Tiger Woods and Tim Clark: 2:10 p.m. ET

Andrew Redington/Getty Images

Woods took a two-stroke penalty for an improper drop at No. 15 on Friday after his approach shot struck the flagstick and found the water. Despite those setbacks, the world’s No. 1 is just four strokes off pace.

Woods thrives on Sundays at Augusta. There isn’t a better final-round golfer on the planet, but history isn't exactly on his side. Woods have never overtaken a final-round leader when trailing Sunday in any major (via Rotoworld.com).

 

Bubba Watson and Charl Schwartzel: 12:20 p.m. ET

Harry How/Getty Images

Bubba Watson and Charl Schwartzel aren’t exactly in prime position to make a run at the green jacket, but each knows what it takes to win at Augusta. Schwartzel fired a final-round 66 in 2011 to take home golf’s top prize, while Watson was the last man standing after a memorable sudden-death playoff victory in 2012.

Schwartzel (one over) and Watson (two over) each have some serious work to do on Sunday, but they tee off early enough to make a big move and put pressure on the later pairings. Masters winners have a decided advantage on Sundays at the Masters. Don’t expect either golfer to crumble under the pressure.

 

Key Storyline

David Cannon/Getty Images

There’s typically a little more movement on moving day.

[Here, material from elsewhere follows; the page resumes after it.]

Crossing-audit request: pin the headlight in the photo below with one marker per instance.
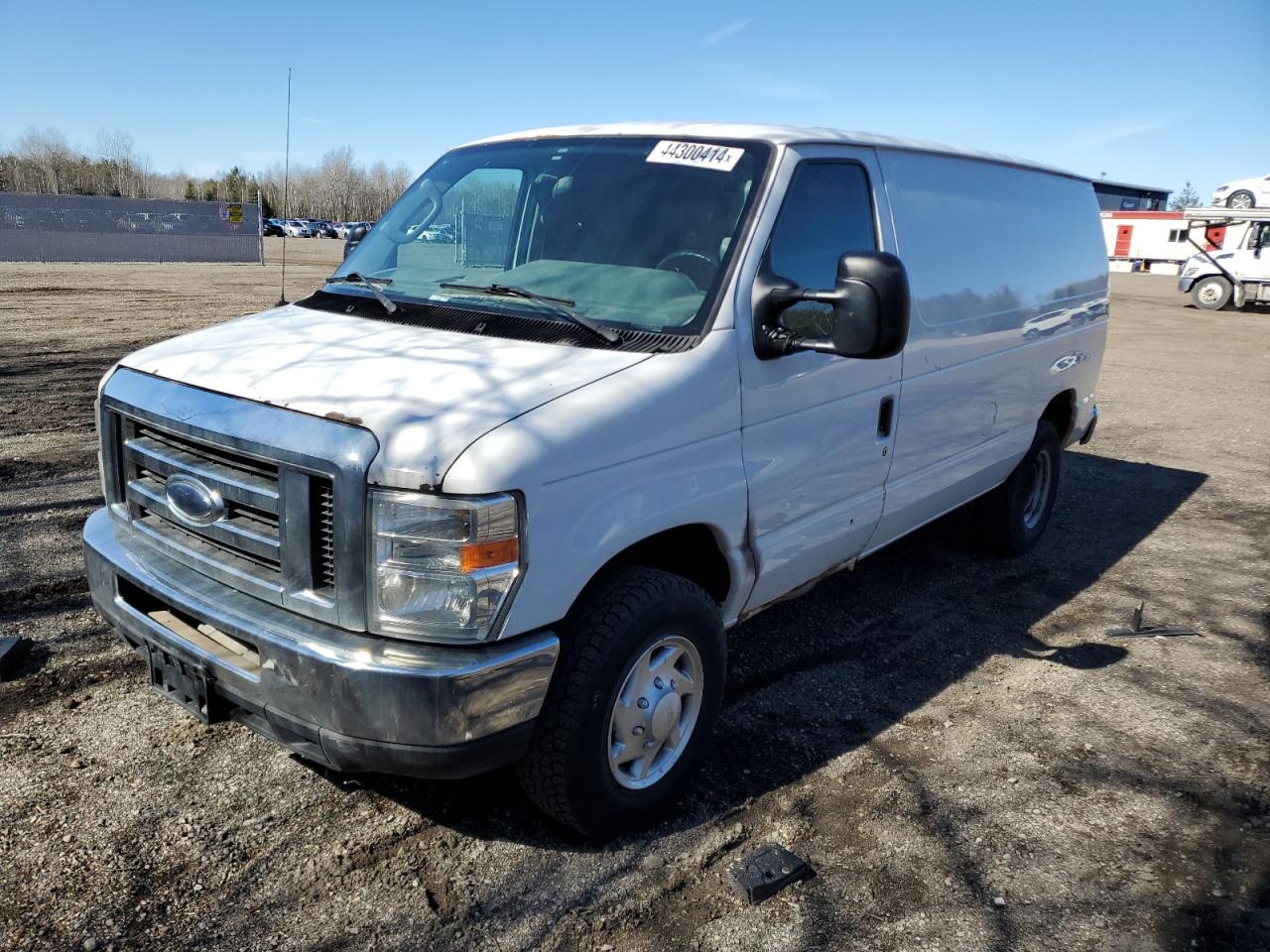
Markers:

We saw some incredible golf on Thursday and Friday, but Saturday’s round held a lot of disappointing scores and big numbers on the back nine.

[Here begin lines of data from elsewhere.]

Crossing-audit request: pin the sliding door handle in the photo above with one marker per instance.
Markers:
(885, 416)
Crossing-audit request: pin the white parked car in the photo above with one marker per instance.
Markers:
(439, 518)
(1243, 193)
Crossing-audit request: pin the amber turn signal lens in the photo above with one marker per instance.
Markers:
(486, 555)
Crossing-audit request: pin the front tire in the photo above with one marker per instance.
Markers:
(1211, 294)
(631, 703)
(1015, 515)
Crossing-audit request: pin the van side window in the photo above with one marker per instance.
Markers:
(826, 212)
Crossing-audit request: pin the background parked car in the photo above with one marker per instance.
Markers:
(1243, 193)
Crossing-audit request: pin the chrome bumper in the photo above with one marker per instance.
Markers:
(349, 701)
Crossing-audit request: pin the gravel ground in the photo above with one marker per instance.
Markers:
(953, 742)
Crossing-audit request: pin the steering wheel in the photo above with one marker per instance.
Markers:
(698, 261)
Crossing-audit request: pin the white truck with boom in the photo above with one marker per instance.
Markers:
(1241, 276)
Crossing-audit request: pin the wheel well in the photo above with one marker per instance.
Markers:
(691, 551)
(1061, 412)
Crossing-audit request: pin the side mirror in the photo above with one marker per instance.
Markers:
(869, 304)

If the course doesn’t play easier on Sunday, it’s going to be tough sledding for golfers who need to pick up five or more shots to move into the lead.

Rounds in the 60s won’t be easy to come by on Day 4, especially if the pin placement is anything like it was on Day 3. Augusta’s greens can be treacherous without perfect approach-shot positioning, meaning big numbers could once again pop up all over the course.

As daunting as Amen Corner can be, the first three holes on the front nine may ultimately be the deciding factor on Sunday. No. 4 and No. 1 have been the two more difficult holes at Augusta this year (respectively), yielding just 23 birdies and a massive amount of bogeys (157). Golfer who can avoid big numbers in the early going will have a decided advantage on Sunday.

 

Tournament Stats

Harry How/Getty Images

Easiest Hole

The par-five second has yielded the least bogeys at Augusta thus far, but the par-five 15th is the hole to watch as the final groups come down the stretch. Of the 16 eagles on the back nine, 13 have come at No. 15.

 

Most Difficult Hole

The par-three fourth was easily the most difficult hole at Augusta in the first three rounds. With 240 yards from tee to green and bunkers guarding the front of the putting surface, getting up and down after an inaccurate tee shot is no easy task.

No. 4 has produced just eight birdies and an astonishing 82 bogeys through the first three rounds. A par at Flowering Crab Apple is far from guaranteed.

 

A Case for Snedeker

Snedeker is one of the best putters in the world. As long as he continues to play with efficiency and accuracy from tee to green, he’s going to be difficult to beat on Sunday.

The world’s No. 5 golfer is fourth in greens in regulation at Augusta through three rounds (72 percent), meaning birdies will be plentiful if he can get to the putting surface with continued ease on Sunday.

 

The Big Mover

Nothing can shake up the leaderboard like a timely eagle. Only a couple of holes have yielded seven or more eagles through the first three rounds (No. 8 and No. 15), but both holes are positioned for momentum-building numbers.

Saturday produced a total of just six eagles (25 in Rounds 1 and 2), and it may take considerably more low numbers to see a big shakeup in the leaderboard on Sunday. Keep a close eye on Yellow Jasmine and Firethorn.

 

*All stats acquired from Masters.com and Augusta.com (h/t David Lee).